Two world-renowned Simon Fraser University Pipe Band brothers, a former SFU president, an Olympic soccer medalist, and a cardiology trailblazer are among 10 distinguished people SFU is recognizing with honourary degrees at its spring (June 11-14) and fall (Oct. 10-11) Convocation ceremonies.
The spring Convocation recipients are:
• Shabana Azmi, an Indian actor, member of Parliament and Gandhi International Peace Prize winner who is a passionate advocate for the rights of women, minorities and displaced slum dwellers, and a vocal supporter of India’s secular liberal values.
• Barry Downs, a Vancouver architect and pioneer of the West Coast modernist architectural style whose more than five-decade career includes projects such as Pearson and Kwantlen colleges, Beatty Mews, the Champlain Heights and False Creek communities and the Expo 86 site.
• Michael Ingham, Bishop of the Diocese of New Westminster, who in 2002 became the first bishop in the worldwide Anglican Communion to authorize the blessing of same-sex unions.
• Brothers Jack and Terry Lee, two of the world’s most accomplished bagpipers, who have spent the past 30 years developing and leading the SFU Pipe Band to six world championships.
• Andy MacKinnon, a B.C. Forest Service research ecologist, SFU adjunct professor of resource and environmental management and the author of six best-selling field guides to plants of western North America.
• Kelvin Ogilvie, a Canadian senator, past president of Acadia University and award-winning biotechnology, bio-organic chemistry and genetic engineering innovator who developed an automated DNA manufacturing process and invented the antiviral drug Ganciclovir, used to fight infections in weakened immune systems.
The three fall convocation recipients are:
• Christine Sinclair, a two-time Olympian who led the Canadian women’s soccer team to a bronze medal in the 2012 Olympics and has been named as one of the 25 most influential people in Canadian sport.

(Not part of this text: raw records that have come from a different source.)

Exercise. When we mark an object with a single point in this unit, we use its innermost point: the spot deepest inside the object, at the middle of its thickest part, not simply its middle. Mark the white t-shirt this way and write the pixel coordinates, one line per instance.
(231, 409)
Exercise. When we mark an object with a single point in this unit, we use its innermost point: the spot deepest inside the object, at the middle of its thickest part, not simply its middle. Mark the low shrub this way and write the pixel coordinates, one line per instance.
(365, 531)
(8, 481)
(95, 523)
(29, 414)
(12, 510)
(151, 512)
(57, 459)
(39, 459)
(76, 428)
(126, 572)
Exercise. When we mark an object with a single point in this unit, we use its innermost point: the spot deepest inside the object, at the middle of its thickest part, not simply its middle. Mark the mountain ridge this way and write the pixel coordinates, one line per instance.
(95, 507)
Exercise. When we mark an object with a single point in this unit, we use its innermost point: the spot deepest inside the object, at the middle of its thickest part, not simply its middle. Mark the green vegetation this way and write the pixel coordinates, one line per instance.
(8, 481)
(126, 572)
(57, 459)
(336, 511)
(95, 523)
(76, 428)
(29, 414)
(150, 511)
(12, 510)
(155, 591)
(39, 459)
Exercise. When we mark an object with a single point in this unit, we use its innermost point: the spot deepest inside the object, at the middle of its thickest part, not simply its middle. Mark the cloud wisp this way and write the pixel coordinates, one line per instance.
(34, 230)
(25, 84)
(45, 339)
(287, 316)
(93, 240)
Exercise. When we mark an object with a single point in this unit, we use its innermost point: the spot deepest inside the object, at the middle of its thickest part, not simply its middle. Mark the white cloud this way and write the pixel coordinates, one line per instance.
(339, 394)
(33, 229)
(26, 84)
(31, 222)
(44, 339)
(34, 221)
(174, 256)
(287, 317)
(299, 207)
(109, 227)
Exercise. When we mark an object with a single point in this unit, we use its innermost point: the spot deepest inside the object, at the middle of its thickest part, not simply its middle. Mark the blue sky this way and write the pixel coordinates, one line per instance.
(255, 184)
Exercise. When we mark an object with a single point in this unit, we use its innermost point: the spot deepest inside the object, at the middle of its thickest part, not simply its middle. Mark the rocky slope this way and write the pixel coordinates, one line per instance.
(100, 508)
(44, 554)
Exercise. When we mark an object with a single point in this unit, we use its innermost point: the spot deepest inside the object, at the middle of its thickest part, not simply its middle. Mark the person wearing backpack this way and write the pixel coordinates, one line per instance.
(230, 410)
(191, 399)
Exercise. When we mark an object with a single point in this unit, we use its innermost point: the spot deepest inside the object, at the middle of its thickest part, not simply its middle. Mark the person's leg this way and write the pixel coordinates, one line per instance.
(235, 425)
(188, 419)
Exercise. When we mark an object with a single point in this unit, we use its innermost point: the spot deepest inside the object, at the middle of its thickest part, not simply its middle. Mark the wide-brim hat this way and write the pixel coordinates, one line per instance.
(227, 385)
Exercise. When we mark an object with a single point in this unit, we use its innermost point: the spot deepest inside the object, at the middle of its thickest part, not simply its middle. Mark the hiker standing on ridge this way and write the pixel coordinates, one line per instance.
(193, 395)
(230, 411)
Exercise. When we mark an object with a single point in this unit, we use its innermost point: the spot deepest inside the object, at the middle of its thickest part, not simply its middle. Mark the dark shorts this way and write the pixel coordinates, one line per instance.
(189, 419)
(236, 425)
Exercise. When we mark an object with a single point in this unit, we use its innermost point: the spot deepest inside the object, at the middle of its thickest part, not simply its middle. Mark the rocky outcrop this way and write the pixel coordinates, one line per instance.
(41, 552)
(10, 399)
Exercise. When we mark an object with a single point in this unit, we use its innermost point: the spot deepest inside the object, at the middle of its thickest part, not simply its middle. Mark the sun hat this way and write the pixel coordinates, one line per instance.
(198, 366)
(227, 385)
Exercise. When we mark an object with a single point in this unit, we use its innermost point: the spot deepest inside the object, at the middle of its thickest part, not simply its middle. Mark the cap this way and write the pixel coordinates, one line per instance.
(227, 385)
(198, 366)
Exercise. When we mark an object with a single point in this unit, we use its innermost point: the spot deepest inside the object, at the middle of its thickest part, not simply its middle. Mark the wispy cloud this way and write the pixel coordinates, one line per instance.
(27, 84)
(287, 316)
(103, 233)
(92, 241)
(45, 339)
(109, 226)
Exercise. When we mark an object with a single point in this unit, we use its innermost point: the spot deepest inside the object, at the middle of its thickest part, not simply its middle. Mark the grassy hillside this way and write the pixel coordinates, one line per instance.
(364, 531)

• Michael Stevenson, political scientist and president emeritus of Simon Fraser University, who led an ambitious program of organizational change and development at SFU that included a $500-million expansion of campus facilities.
• John Webb, a physician and director of interventional cardiology at St. Paul’s Hospital, who pioneered one of the most important advances in heart disease in the last 25 years—the non-surgical transcatheter replacement of diseased heart valves.
Simon Fraser University has campuses in Vancouver, Burnaby and Surrey.